I thank my friend and colleague Alan Girling for drawing my attention to a recent issue of the statistical journal ‘Significance’.
This issue of the journal followed close on the heels of the UK general election and so, not surprisingly, the failure of polls to predict the outcome provided the topic for the feature article. But it was another article on representing significance in the psychological and medical literature that Alan suggested I should read. The author, Andrew Gelman, discusses small studies with statistically significant results. Such studies tend to exaggerate effect sizes when the signal is associated with a lot of noise, and in the usual situation where true positive effects are of modest magnitude. Throw in a little publication bias and the literature becomes yet more severely distorted.
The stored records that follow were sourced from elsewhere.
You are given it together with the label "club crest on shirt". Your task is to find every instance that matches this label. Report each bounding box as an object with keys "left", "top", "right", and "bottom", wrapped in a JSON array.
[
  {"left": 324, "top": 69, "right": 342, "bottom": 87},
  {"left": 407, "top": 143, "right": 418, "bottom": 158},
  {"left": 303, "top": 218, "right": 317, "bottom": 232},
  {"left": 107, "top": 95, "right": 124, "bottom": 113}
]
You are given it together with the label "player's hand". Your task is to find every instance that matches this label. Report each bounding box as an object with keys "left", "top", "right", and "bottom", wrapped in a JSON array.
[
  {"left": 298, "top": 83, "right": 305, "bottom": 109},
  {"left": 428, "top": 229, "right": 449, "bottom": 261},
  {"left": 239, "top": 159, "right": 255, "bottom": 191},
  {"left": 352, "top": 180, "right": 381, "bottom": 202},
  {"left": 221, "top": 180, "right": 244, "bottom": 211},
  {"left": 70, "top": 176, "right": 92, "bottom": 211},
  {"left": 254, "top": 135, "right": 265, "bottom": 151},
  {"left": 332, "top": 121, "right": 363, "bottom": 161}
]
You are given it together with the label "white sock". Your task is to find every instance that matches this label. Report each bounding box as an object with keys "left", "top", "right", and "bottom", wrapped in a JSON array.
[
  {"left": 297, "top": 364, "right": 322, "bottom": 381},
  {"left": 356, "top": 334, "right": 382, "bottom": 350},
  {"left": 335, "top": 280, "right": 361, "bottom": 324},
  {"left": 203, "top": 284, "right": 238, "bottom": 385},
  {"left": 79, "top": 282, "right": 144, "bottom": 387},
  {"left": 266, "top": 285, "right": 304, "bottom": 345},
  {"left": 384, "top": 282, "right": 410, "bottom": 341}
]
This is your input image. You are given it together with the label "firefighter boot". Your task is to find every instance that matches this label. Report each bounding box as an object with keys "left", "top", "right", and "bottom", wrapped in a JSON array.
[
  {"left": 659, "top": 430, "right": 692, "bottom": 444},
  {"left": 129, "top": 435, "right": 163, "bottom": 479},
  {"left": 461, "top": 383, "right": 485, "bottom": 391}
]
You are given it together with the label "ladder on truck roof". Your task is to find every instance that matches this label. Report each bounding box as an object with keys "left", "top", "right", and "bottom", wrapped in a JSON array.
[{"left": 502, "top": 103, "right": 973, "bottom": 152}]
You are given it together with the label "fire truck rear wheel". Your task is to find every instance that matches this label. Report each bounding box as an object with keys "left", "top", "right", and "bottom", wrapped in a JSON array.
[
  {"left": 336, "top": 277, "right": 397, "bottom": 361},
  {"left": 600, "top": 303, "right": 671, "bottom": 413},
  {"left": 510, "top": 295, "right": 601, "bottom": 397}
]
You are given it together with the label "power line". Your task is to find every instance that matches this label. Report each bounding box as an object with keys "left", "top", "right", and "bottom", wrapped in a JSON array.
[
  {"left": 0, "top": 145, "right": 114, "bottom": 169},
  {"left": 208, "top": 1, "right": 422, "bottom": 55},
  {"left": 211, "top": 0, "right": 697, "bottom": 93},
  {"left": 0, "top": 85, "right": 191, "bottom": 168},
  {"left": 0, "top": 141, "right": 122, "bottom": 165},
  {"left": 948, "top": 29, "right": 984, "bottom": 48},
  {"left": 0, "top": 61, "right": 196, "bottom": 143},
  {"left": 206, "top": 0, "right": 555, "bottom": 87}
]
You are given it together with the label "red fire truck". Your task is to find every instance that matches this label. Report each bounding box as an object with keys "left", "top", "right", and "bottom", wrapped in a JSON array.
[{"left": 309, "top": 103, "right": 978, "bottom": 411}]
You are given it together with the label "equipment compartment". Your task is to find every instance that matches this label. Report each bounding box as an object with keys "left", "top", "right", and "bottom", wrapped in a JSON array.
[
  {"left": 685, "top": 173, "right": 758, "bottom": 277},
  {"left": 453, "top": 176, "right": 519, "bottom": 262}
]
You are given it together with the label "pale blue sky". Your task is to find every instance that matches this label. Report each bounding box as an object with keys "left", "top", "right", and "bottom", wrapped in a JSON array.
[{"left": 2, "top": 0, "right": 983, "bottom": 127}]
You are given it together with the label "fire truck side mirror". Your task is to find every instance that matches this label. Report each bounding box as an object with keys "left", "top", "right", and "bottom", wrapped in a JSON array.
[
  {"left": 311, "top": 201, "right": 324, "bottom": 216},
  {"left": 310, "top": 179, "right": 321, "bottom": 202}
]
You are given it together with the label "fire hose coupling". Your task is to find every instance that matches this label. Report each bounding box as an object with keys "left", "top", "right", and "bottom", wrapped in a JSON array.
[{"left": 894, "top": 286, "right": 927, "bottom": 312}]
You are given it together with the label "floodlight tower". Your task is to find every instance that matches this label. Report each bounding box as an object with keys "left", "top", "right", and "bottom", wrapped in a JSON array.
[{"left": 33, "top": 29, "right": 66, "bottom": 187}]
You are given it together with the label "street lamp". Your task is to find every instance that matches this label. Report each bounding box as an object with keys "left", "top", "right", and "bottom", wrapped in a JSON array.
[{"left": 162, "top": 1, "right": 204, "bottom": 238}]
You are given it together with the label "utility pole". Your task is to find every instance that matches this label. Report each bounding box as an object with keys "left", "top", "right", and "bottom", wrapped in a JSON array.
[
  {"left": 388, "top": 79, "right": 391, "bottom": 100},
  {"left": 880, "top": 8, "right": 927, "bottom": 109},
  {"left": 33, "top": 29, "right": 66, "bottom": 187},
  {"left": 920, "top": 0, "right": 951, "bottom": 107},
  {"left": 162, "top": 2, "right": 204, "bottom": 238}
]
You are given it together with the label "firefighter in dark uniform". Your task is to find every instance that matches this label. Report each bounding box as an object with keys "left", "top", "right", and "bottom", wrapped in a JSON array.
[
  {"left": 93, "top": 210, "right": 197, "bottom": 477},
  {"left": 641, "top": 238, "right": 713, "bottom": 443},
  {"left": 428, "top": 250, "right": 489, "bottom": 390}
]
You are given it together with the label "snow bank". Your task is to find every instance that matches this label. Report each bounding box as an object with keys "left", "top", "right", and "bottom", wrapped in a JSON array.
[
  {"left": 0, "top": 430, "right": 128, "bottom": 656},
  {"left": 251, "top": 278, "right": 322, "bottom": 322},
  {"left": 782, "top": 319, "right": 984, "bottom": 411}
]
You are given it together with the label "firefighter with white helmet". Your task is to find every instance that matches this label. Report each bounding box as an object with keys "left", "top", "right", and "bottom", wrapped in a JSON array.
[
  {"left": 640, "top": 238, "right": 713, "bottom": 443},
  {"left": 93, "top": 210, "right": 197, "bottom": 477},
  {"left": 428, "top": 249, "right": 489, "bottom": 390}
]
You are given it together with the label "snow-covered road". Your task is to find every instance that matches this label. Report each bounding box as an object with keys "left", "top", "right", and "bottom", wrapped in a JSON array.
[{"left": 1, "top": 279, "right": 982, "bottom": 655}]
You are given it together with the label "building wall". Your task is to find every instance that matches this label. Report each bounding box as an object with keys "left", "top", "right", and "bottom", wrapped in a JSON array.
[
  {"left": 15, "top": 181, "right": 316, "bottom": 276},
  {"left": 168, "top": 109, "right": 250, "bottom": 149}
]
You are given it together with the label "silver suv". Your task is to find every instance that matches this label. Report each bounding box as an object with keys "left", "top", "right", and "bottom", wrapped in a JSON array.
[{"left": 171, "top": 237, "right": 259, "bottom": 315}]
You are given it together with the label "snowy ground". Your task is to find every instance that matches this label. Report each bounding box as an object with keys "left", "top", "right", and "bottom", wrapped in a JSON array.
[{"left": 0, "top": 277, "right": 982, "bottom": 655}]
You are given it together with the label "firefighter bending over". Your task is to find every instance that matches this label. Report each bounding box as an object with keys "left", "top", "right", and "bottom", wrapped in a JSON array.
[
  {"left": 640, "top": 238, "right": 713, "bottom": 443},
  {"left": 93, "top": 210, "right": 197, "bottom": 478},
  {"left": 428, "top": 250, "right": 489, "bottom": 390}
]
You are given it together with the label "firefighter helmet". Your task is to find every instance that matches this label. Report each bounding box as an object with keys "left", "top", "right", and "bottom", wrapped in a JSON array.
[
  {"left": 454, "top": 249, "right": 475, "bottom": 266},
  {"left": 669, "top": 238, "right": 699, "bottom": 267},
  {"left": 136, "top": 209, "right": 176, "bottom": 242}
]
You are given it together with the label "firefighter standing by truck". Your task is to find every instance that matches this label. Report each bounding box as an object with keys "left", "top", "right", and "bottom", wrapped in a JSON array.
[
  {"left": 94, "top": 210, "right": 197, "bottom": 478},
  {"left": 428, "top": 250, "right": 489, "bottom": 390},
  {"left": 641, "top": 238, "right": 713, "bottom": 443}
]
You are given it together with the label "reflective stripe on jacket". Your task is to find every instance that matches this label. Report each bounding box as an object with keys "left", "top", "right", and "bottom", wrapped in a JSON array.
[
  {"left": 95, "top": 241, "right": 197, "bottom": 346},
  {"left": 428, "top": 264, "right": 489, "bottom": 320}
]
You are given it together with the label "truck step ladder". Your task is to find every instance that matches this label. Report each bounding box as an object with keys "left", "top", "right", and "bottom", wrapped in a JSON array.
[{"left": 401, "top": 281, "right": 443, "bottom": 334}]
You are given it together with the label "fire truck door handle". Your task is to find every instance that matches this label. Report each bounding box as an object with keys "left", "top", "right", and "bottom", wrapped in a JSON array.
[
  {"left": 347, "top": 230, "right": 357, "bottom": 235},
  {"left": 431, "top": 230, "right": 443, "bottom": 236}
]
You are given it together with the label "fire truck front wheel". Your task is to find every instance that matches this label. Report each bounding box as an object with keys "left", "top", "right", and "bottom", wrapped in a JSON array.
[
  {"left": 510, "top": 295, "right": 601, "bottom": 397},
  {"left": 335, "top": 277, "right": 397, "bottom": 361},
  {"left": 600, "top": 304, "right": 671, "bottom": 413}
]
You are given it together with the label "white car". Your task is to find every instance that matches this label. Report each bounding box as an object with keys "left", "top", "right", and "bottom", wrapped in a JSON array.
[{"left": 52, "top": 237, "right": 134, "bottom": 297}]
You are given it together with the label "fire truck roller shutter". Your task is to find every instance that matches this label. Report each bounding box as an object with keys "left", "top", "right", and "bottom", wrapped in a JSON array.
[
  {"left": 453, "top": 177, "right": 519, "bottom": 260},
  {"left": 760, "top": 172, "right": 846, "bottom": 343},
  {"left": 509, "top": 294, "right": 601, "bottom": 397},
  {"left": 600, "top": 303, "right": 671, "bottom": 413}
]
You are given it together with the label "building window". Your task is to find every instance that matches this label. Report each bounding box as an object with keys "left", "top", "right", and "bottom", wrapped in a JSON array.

I entirely agreed with the statement that use of confidence intervals “will not solve any problems: checking whether a 95% interval excludes zero is mathematically equivalent to checking whether p<0.05.” Gelman goes on to say that the problem of exaggerated claims is worse in psychology than medicine because there are fewer obstacles to carrying out small studies and, arguably, because the signals, relating as they do to latent mental constructs, tend to be more ‘noisy’ than those in medicine. Gelman comes down strongly in favour of the Bayesian approach, which brings sobriety to bear through the ‘prior’ probability density (see previous post).
— Richard Lilford, CLAHRC WM Director
- Gelman A. Working through some issues. Significance. 2015; 12(3): 33-5.